In September 2007, Workman was quoted discussing the role of technology in modern political campaigns. Workman stated, "It used to be when one candidate came in and the other went out, data was lost sometimes. If you can carry on and build from where you left off you're going to be saving time and resources. The name of the game these days with spending limits is maximizing your resources. If you can start off at Step 2 instead of Step 1, it means less time, less money and less energy".

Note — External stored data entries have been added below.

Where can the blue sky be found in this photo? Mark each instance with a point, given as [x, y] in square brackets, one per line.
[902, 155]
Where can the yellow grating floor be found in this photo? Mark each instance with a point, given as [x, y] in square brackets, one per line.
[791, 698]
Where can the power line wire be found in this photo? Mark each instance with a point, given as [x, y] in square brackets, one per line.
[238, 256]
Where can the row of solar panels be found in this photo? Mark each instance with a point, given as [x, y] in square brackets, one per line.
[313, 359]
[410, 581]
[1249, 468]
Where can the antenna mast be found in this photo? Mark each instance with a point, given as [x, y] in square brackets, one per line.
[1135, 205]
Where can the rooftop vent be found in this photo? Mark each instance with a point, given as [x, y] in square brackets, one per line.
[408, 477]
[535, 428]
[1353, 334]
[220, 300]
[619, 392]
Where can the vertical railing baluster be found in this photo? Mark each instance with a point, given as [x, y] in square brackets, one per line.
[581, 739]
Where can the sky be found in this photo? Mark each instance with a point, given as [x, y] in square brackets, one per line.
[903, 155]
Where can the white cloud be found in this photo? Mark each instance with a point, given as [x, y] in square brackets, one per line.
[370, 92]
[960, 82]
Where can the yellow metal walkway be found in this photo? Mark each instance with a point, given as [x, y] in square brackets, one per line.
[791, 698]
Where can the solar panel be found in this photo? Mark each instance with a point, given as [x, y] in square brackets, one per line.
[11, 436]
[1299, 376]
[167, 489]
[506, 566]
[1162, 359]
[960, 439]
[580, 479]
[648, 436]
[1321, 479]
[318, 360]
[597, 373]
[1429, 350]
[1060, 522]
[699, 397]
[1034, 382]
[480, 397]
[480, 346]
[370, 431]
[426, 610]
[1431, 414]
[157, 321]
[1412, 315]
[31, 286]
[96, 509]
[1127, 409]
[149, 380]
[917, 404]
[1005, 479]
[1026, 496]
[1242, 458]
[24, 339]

In the same article, he stated, "You can't substitute the handshake from the candidate and the face-to-face contact, no matter what you do".

== 2008 ==

In October 2008, Workman served as Campaign Manager for Lambton-Kent-Middlesex MP Bev Shipley's re-election campaign. The campaign saw Shipley's margin of victory increase by over 11% versus his 2006 campaign (+4369 votes).

On election night, Workman was quoted by the London Free Press saying voters in the riding were pleased with the Conservative leadership. "Voters were comfortable with Bev Shipley. Voters in Lambton-Kent-Middlesex are much more comfortable with the Conservative party".

== 2010 ==

In a Sun Media article, Workman was quoted discussing the upcoming 2010 London municipal election. Workman stated that incumbent Mayor Anne Marie DiCicco-Best, (is) "going to be very hard to beat. But like everyone, Anne Marie has weaknesses," one weakness of the three-term mayor, he said, "is the perception that the city has not progressed due to lack of big-picture leadership".

In another Sun Media article, Workman discussed former Cabinet Minister Joe Fontana's entry into the London municipal campaign saying, for Fontana to beat incumbent Mayor Anne Marie DiCicco-Best it would take, "a perfect storm". "It's not impossible but it's a long shot. He has to get out and be seen and share his vision with the people. They want a fresh vision, not a tried-and-true approach. To overcome 22,000 votes, he's going to have to shake things up."

== Currently ==

Workman is currently involved in several of London's charitable and not-for-profit organizations. He currently volunteers with the Canadian Diabetes Association and the Canadian Red Cross. Workman is the inaugural President & CEO of WorkSafe Ontario.

Workman is a Past-President of the Canadian Club of London.